Evan Marcus, Co-Founder, DillonMarcus Executive Retreats

Building the team mentality in your office can be difficult. But with a little help, you can be well on your way. We spoke to Evan Marcus, co-founder of DillonMarcus Executive Retreats, about how corporate retreats can help develop this attitude and why organizing one for your company might be more beneficial than you think.

The importance of corporate retreats: Corporate retreats are not only important, they are invaluable. Great leadership teams are the foundation of great organizations. And great leadership teams rarely happen organically—rather, they are the result of careful cultivation.

What makes a successful retreat: A great corporate retreat should have elements of visioning, business strategy, relationship-building and a shared experience where the team gets to practice working together. If you’ve planned five hours of PowerPoint presentations topped off by a round of golf or a spa appointment—you’ve missed the boat.

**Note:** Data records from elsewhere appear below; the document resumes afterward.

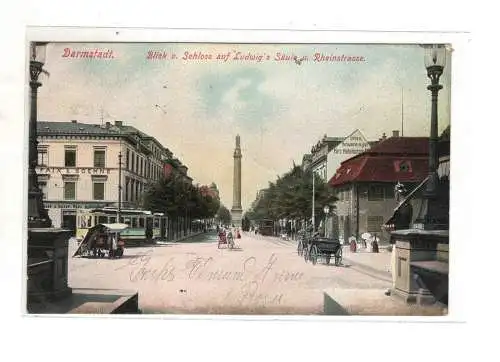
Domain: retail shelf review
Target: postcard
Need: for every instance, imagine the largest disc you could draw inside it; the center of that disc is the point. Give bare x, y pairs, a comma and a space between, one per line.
217, 178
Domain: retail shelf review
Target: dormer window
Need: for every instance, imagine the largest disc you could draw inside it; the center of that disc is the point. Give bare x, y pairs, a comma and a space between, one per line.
402, 166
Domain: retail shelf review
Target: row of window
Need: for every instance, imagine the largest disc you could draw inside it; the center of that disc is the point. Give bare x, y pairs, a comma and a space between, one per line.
70, 190
134, 162
372, 192
70, 156
141, 166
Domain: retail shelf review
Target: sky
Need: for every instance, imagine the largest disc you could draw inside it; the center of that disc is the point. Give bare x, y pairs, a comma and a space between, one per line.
195, 106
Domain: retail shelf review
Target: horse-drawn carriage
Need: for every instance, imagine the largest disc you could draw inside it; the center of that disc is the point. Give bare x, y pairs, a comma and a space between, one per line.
225, 238
314, 247
102, 240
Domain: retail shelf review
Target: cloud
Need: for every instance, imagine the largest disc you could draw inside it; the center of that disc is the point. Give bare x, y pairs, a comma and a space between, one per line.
279, 108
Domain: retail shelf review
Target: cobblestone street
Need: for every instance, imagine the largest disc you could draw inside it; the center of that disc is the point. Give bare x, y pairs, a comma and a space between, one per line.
262, 275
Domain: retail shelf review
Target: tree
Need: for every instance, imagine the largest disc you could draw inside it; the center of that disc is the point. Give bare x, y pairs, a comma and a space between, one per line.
178, 198
223, 215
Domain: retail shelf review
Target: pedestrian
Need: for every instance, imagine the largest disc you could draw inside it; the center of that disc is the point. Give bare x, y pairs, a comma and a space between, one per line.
352, 241
375, 245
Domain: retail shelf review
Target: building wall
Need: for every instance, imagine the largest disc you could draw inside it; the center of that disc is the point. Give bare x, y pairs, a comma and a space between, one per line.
351, 146
376, 205
52, 173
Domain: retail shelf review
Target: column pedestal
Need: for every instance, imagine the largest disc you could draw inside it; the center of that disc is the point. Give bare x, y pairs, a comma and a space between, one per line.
421, 265
236, 217
47, 271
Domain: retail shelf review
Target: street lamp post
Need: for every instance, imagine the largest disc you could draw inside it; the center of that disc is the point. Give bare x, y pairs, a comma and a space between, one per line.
313, 213
37, 215
435, 61
326, 210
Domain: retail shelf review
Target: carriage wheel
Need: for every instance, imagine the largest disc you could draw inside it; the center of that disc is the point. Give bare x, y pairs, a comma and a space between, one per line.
313, 254
338, 256
300, 248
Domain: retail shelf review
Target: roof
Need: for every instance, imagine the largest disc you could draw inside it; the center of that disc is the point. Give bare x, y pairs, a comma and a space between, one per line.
46, 128
402, 145
384, 161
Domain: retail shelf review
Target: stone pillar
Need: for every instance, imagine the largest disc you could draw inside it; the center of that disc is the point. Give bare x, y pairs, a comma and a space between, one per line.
417, 253
236, 210
47, 265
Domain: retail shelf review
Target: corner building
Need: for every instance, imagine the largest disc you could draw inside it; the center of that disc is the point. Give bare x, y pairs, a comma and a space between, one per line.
78, 166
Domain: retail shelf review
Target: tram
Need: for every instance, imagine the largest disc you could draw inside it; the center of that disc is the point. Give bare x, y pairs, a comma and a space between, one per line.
143, 225
266, 227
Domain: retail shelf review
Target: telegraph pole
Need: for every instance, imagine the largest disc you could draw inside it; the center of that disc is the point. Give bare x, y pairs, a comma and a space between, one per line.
313, 219
119, 210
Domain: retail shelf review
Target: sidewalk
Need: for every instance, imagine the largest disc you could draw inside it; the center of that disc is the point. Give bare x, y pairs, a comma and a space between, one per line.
363, 260
379, 263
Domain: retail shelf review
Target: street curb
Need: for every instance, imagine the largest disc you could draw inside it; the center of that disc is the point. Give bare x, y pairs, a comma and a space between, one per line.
371, 270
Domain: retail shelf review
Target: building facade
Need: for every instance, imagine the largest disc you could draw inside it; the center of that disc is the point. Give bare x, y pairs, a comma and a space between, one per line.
79, 167
365, 184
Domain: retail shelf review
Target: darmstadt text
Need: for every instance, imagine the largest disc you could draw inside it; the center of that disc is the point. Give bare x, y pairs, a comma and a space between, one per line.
90, 54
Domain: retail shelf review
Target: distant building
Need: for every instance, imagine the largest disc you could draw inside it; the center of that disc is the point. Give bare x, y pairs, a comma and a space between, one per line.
365, 184
78, 166
319, 154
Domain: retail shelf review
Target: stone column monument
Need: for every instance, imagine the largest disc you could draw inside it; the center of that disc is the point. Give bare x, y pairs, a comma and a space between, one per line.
236, 210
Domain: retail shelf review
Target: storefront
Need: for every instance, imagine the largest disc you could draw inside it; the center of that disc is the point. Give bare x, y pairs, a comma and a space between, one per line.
63, 214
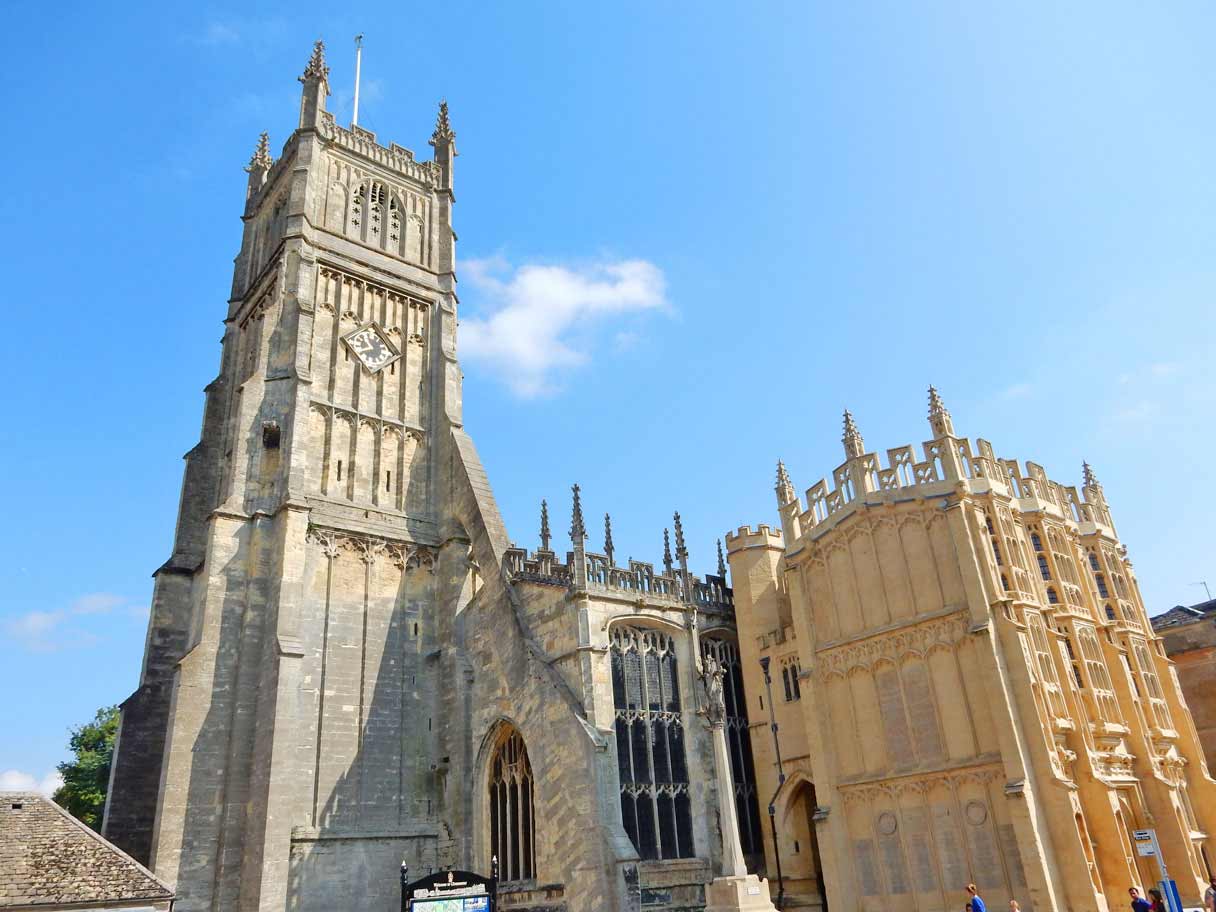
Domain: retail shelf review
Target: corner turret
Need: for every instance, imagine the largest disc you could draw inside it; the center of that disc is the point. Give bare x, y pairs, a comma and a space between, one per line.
259, 165
316, 88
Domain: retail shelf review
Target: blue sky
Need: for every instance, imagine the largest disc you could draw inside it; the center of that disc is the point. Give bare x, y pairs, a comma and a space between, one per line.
693, 235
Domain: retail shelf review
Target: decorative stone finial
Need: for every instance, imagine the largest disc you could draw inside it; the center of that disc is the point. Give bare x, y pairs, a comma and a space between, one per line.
939, 418
443, 133
545, 536
578, 529
1091, 480
316, 68
262, 158
854, 446
681, 551
784, 487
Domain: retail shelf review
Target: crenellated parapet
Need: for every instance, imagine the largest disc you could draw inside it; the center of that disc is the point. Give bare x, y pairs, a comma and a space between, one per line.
945, 465
598, 572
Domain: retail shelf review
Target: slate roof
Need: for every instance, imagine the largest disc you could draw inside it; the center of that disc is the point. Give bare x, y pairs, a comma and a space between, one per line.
48, 856
1183, 614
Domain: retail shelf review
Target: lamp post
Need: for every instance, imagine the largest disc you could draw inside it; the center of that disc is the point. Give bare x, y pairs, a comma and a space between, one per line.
781, 781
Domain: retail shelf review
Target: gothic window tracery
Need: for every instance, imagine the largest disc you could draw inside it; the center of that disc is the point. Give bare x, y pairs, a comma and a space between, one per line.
651, 760
512, 823
738, 741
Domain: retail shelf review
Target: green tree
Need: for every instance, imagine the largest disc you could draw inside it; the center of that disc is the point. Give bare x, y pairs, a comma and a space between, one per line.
86, 777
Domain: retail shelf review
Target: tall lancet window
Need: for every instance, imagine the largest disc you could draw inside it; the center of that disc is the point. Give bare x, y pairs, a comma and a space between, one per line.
738, 742
649, 743
512, 832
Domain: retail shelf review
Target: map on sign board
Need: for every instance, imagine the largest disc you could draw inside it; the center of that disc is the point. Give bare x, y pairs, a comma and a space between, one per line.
454, 904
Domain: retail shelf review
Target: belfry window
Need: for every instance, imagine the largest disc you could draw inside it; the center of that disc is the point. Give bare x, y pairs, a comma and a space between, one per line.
1102, 585
512, 825
738, 742
649, 743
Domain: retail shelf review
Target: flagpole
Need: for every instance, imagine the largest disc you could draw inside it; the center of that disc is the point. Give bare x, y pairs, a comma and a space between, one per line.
359, 60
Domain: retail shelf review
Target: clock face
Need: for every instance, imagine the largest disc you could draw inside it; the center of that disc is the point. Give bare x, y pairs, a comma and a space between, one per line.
371, 348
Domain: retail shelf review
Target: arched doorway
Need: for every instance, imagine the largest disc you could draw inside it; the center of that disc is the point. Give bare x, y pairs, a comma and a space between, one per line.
800, 859
512, 822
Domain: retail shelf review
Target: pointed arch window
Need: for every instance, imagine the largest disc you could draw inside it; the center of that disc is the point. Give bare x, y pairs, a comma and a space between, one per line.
651, 760
512, 823
738, 741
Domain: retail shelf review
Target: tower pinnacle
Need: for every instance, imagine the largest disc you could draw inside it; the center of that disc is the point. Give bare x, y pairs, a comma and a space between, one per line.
578, 529
939, 417
316, 67
262, 153
545, 536
784, 487
681, 551
443, 133
316, 88
1090, 479
854, 446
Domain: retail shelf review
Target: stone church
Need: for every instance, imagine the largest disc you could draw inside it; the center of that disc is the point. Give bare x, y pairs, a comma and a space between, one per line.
349, 664
968, 690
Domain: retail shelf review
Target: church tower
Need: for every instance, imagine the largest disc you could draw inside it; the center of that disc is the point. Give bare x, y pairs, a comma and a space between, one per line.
286, 728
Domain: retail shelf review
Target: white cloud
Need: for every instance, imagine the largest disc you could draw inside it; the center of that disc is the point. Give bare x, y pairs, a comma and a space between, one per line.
43, 631
536, 320
18, 781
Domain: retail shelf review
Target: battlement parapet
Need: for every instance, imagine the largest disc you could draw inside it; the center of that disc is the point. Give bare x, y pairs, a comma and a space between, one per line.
761, 536
394, 157
639, 579
946, 462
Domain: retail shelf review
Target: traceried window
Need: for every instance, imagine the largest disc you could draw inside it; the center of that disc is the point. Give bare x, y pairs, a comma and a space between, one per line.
649, 743
1102, 585
512, 825
789, 679
738, 742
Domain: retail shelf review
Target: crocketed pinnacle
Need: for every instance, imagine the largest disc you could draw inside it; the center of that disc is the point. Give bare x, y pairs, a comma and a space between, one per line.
1091, 480
939, 417
262, 155
784, 487
578, 528
316, 68
443, 133
854, 445
545, 536
681, 551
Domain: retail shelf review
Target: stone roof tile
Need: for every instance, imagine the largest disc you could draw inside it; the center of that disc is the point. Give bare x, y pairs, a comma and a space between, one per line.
48, 856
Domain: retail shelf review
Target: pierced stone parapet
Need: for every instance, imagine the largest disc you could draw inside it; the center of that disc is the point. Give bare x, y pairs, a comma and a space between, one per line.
362, 142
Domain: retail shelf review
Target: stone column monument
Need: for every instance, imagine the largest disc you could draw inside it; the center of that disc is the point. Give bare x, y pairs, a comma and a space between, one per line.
735, 888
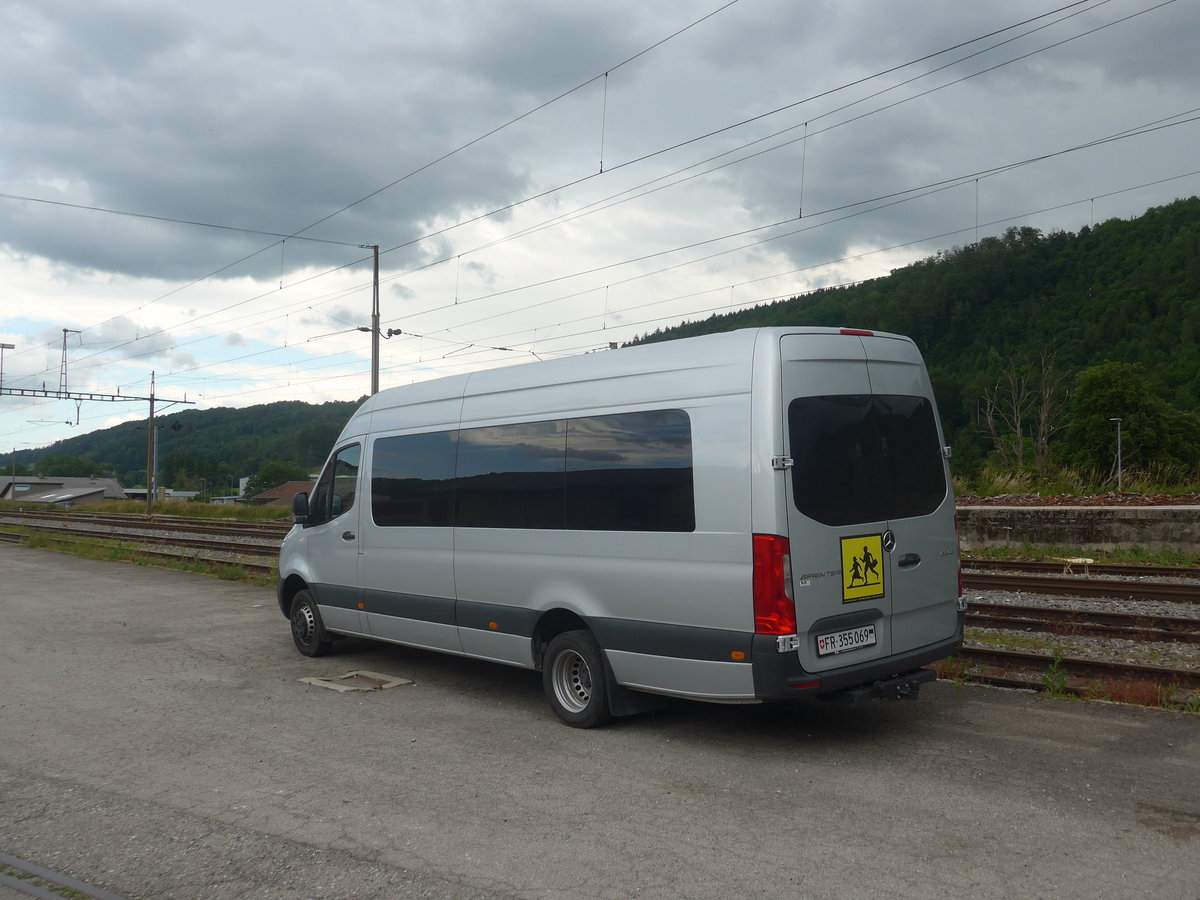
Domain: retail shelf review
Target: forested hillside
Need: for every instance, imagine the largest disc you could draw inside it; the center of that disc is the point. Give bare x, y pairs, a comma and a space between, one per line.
1035, 342
216, 445
990, 317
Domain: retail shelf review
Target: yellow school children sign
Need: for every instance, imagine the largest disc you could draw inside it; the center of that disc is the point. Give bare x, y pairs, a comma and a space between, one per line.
862, 568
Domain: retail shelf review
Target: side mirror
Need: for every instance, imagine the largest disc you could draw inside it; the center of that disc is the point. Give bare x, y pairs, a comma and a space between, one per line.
300, 508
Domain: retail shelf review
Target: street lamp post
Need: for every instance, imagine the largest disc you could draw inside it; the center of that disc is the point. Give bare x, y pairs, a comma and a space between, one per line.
1117, 420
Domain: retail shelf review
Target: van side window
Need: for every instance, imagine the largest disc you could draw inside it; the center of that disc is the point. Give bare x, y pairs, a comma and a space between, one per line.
412, 479
864, 457
630, 473
511, 475
334, 493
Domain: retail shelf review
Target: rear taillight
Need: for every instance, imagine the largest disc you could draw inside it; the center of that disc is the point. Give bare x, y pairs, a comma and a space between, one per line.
774, 613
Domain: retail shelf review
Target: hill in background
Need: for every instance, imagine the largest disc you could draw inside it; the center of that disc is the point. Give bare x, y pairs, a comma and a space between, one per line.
1123, 291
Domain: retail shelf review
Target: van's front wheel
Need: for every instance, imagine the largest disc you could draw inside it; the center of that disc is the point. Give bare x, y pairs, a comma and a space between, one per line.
307, 629
574, 677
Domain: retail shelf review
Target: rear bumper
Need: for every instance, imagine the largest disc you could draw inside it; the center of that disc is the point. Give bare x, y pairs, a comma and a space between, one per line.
779, 676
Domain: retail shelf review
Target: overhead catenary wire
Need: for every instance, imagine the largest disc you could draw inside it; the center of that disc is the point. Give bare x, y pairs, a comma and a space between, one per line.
577, 181
261, 295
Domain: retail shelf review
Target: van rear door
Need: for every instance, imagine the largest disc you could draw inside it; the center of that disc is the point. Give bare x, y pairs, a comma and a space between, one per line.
870, 514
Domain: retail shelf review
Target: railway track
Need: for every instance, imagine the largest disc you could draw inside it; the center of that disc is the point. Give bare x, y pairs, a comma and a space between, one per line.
1017, 669
1062, 567
1063, 586
1132, 627
119, 521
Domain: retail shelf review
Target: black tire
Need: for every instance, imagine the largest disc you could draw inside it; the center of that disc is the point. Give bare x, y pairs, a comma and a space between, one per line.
574, 676
307, 629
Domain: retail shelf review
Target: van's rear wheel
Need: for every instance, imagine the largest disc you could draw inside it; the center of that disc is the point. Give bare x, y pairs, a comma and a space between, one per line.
574, 677
307, 629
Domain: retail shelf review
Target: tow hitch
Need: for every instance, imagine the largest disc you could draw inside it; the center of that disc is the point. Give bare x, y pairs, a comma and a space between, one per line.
904, 687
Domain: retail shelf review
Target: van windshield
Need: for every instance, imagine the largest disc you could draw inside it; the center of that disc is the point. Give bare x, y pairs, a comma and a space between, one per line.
864, 457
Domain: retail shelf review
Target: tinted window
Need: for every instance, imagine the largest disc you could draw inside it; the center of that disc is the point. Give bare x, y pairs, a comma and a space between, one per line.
334, 493
630, 473
511, 475
865, 457
412, 479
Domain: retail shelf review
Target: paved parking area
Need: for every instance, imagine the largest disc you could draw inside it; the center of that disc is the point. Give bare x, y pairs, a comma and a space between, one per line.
156, 741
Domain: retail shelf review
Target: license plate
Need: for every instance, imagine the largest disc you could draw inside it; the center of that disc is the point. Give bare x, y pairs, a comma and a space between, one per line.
849, 640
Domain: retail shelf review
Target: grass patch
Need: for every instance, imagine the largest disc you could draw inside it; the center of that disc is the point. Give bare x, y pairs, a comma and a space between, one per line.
237, 513
1134, 555
112, 551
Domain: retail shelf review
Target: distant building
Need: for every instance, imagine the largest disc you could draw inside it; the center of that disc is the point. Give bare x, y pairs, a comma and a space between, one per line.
63, 490
282, 495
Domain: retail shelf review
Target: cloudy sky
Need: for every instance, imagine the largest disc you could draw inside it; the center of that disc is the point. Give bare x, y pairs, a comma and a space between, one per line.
189, 187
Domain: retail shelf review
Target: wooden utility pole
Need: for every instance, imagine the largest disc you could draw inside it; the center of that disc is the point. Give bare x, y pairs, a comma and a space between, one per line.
151, 432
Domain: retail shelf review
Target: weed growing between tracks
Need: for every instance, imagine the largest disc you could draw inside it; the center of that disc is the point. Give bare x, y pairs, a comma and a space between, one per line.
124, 552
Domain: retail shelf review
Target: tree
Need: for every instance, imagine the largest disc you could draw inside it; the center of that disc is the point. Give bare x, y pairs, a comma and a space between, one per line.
71, 467
273, 474
1153, 432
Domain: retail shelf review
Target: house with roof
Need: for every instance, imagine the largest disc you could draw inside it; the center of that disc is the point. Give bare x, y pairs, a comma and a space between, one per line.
282, 495
59, 490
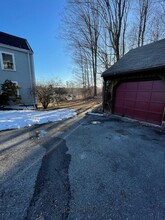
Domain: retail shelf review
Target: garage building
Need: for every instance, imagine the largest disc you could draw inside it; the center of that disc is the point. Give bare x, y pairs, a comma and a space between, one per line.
135, 85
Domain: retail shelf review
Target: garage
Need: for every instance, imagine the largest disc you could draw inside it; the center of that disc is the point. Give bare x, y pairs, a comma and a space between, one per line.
134, 86
143, 100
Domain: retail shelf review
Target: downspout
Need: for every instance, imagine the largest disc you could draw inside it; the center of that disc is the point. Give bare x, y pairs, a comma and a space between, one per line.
31, 78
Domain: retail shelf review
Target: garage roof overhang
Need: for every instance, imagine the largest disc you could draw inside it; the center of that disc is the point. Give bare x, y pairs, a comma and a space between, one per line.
144, 59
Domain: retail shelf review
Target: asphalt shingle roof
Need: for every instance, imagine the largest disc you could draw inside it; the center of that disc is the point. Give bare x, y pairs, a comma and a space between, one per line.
142, 58
14, 41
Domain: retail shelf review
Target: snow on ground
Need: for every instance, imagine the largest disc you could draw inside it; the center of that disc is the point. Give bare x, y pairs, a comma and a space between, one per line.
21, 118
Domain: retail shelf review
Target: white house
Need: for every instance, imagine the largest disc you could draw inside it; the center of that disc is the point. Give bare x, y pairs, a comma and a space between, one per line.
16, 64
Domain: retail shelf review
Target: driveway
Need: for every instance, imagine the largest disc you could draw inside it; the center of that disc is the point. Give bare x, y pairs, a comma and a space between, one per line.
99, 167
117, 170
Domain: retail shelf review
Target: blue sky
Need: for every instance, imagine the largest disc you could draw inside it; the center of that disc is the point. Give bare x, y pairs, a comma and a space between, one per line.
38, 21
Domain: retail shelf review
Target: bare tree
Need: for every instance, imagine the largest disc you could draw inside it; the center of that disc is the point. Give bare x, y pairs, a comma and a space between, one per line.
114, 18
82, 22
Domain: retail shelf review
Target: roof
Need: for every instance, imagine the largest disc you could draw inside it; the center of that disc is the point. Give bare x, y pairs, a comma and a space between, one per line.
14, 41
150, 56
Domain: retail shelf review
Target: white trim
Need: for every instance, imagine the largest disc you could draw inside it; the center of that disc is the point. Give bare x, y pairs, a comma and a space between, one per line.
15, 48
2, 63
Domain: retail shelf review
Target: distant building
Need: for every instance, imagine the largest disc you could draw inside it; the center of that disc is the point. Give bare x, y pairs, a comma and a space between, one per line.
16, 64
135, 85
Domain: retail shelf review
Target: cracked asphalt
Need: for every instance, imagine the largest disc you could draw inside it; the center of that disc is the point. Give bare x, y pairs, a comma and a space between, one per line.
98, 167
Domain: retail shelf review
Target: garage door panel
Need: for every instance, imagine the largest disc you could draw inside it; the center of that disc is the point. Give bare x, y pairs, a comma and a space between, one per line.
130, 95
141, 115
156, 107
132, 86
120, 94
159, 86
144, 100
143, 96
154, 118
119, 110
158, 97
120, 102
139, 105
128, 111
145, 86
129, 104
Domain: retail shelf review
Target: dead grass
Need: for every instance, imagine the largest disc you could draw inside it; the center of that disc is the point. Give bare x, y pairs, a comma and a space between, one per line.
79, 105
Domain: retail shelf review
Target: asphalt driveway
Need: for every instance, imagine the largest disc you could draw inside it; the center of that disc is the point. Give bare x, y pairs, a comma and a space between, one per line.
117, 170
94, 167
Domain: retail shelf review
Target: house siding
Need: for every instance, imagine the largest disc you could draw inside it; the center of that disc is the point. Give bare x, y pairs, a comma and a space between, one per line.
24, 74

On retreat benefits for small and large companies: We consult with very large and very small organizations and they all have one thing in common: people. People work in large organizations; and people work in small organizations. That is both the good news and the bad news. Henry Ford once said, “Why is it that every time I hire a pair of hands, I get a whole person with them?” Retreats are a tool for revving up and tuning up the most important yet most overlooked component of your business—the people who make it run.

How corporate retreats have changed over the years: Retreats have become more purposeful and less extravagant. Leaders are looking for a return on their investment. They want to cultivate their collective talent and move their organizations forward in meaningful and purposeful ways. Oftentimes, the team-building pieces have “give-back” social responsibility elements built in.

On planning a memorable retreat: This answer is filled with such common sense that it is shocking how it is so not common practice: You ask for their opinion. The design of a retreat should take into account the needs and desires of those attending. Asking the attendees in advance creates an early sense of involvement and excitement and eliminates the “Us vs. Them” attitude that can sometimes surface when the retreat was created “for them” and not “by them.”

Published (and copyrighted) in South Jersey Biz, Volume 5, Issue 6 (June, 2015).